Despite the promising results, this study still has several limitations. First, this is a retrospective study with relatively small sample size, although independent validation cohort from local institution was used. In future, large-scale multicenter study is required to fully assess the generalization ability of the radiomics model. Second, due to the limitation of the small sample size, this study employed transfer learning for extraction of deep features. Further work is needed to train an dedicated feature extractor by fine-tuning on a pre-trained network or training from scratch. A deep feature extractor that explicitly designed for MRI GBM radiomics model should be established. Third, the association between deep features and underlying genetic characteristics was not investigated. In future more work should be done to explore the potential radiomics-genomics correlation in GBM patients.
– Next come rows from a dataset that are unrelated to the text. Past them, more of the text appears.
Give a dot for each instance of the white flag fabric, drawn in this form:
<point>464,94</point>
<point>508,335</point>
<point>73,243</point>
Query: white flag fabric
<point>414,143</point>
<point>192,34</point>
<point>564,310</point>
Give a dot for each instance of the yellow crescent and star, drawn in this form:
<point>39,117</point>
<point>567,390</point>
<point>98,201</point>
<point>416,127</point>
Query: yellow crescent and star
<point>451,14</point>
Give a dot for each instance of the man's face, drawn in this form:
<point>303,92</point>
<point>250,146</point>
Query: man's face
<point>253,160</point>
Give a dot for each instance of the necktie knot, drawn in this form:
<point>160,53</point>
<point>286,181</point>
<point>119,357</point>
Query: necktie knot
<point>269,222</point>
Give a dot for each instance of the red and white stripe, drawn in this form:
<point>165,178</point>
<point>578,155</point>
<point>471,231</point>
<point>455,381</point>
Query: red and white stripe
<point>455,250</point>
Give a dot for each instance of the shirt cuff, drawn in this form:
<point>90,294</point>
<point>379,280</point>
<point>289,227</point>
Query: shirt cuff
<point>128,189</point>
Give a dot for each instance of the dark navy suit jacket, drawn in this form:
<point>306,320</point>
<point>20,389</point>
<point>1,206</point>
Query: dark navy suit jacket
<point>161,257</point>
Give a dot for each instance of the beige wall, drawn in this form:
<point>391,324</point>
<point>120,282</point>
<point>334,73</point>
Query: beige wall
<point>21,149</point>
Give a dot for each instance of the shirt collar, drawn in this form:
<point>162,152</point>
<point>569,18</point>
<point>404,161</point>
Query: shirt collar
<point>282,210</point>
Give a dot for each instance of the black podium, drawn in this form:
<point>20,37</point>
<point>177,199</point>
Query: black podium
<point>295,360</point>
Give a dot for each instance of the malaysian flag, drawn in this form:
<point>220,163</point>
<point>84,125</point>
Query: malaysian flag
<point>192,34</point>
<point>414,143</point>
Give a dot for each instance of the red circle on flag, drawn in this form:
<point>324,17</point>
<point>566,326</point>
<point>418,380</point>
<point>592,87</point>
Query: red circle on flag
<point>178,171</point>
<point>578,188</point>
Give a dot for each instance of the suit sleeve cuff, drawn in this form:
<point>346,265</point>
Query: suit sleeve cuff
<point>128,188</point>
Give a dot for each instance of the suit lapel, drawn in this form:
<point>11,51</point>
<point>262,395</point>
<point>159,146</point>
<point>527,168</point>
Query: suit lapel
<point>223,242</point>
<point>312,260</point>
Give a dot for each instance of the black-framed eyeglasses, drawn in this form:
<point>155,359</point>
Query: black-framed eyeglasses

In conclusion, we have proposed a six-deep-feature radiomics signature that have the potential to be an imaging biomarker for prediction of the OS in patients with GBM. It was demonstrated that the deep learning method can be incorporated into the state-of-the-art radiomics model to achieve a better performance. The proposed signature predicted the OS in GBM patients with better performance compared with conventional factors such as age and KPS. A nomogram was proposed for prediction of the probability of survival. Despite the limitations, the proposed radiomics model has the potential to facilitate the preoperative care of patients with GBM.